In the examples used for type one errors, not looking at B2B PI or not looking closer at groups of greater value (like high volume users) could be considered other forms of type two errors.

In some ways, type two errors are less dangerous because they typically result in the lack of action versus taking the wrong action.

In other ways, type two errors come with huge opportunity costs due to the potential value of the missed insight and non-existent response to it.

Think about how wealthy someone could become if they could recognize patterns in the stock market and invest accordingly.  Or count cards while playing blackjack so they knew when the remaining deck was loaded with face cards.

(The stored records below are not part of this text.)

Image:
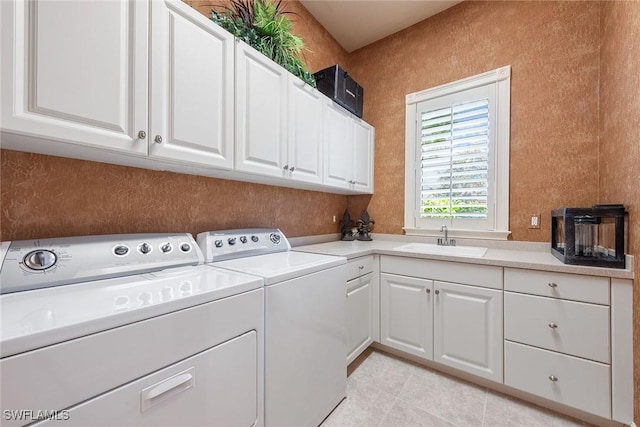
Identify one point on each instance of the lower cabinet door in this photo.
(217, 387)
(360, 314)
(468, 331)
(406, 314)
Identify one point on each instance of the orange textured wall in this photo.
(619, 139)
(553, 50)
(44, 196)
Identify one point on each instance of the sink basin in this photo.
(428, 248)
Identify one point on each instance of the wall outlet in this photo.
(535, 221)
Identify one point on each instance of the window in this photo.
(457, 157)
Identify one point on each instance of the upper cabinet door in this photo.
(261, 113)
(338, 147)
(363, 156)
(304, 160)
(76, 71)
(191, 87)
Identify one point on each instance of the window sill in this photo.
(462, 234)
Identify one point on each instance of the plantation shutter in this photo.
(454, 168)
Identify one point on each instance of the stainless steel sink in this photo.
(428, 248)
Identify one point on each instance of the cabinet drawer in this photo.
(359, 266)
(569, 327)
(558, 285)
(578, 383)
(446, 271)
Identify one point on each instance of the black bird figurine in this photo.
(364, 226)
(347, 227)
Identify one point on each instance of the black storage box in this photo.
(337, 85)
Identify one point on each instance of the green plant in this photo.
(263, 25)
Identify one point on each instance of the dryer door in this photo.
(217, 387)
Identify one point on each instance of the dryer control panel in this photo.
(240, 243)
(41, 263)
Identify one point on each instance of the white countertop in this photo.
(527, 255)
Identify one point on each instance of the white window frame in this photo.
(498, 82)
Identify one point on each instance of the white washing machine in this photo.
(127, 330)
(305, 312)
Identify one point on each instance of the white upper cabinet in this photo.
(362, 156)
(76, 72)
(261, 111)
(304, 159)
(278, 120)
(348, 150)
(338, 146)
(157, 85)
(192, 78)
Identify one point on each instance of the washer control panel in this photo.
(230, 244)
(33, 264)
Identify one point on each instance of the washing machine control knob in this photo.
(144, 248)
(121, 250)
(40, 259)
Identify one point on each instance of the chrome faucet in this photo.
(446, 241)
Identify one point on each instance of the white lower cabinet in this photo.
(468, 329)
(458, 325)
(569, 380)
(406, 314)
(362, 306)
(562, 342)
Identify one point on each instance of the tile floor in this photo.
(385, 391)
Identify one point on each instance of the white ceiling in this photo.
(357, 23)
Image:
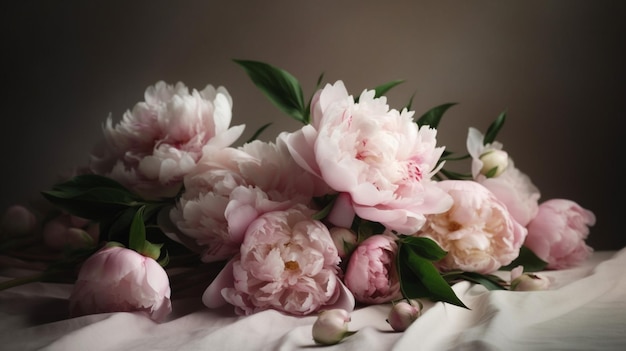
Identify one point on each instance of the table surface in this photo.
(584, 309)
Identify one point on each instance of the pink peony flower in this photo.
(116, 279)
(288, 262)
(557, 234)
(403, 314)
(157, 143)
(345, 240)
(514, 188)
(478, 232)
(230, 188)
(371, 274)
(331, 326)
(380, 157)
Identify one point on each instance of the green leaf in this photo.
(433, 116)
(91, 196)
(494, 128)
(258, 132)
(425, 247)
(117, 226)
(317, 86)
(492, 172)
(409, 105)
(384, 88)
(455, 175)
(282, 89)
(137, 234)
(528, 259)
(431, 284)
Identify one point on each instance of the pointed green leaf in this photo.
(494, 129)
(433, 116)
(528, 259)
(489, 281)
(429, 278)
(137, 234)
(317, 86)
(384, 88)
(425, 247)
(282, 89)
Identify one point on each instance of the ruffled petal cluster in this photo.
(162, 138)
(287, 262)
(478, 232)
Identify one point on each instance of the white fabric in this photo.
(584, 310)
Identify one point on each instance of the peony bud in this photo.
(528, 281)
(17, 221)
(66, 231)
(331, 326)
(116, 279)
(345, 240)
(403, 314)
(494, 159)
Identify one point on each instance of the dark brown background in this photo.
(557, 67)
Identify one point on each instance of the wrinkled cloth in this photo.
(585, 309)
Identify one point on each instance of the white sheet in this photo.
(584, 310)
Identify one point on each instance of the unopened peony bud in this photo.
(494, 159)
(17, 221)
(331, 326)
(403, 314)
(344, 239)
(528, 281)
(60, 233)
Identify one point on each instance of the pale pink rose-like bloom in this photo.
(514, 188)
(557, 234)
(232, 187)
(288, 262)
(380, 157)
(478, 232)
(116, 279)
(157, 143)
(371, 274)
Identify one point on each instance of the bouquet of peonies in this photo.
(356, 206)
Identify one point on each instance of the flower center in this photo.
(292, 265)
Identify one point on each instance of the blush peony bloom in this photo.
(288, 262)
(511, 186)
(380, 157)
(116, 279)
(403, 314)
(331, 326)
(557, 234)
(231, 187)
(478, 232)
(371, 274)
(157, 143)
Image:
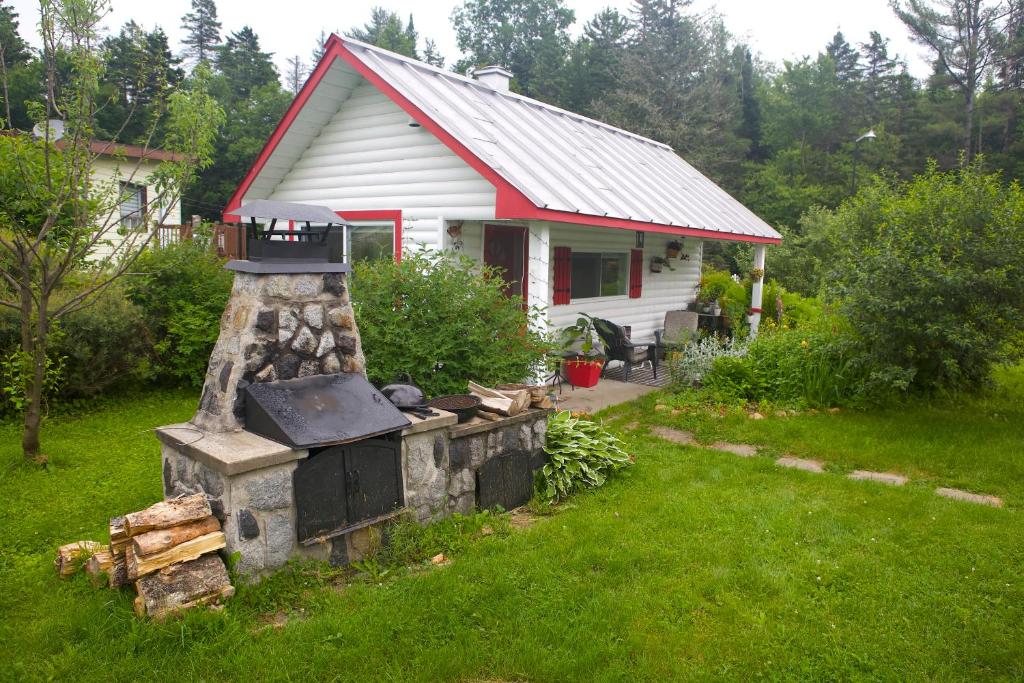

Few people spend time considering these situations because they have accepted operating with the constant lack of this knowledge.  They have accepted a reality full of type one and type two errors.

 

AVOID THE EXTREMES

Both the act of unintentionally fabricating insights and ignorantly overlooking others diminish the value a project is able to deliver. 

As you tackle future insight work, pause long enough to challenge the key insights you’re gravitating to.  Make sure sufficient evidence can confirm their existence.

And dig a little deeper to make sure you haven’t overlooked even more powerful insights just because they are less obvious.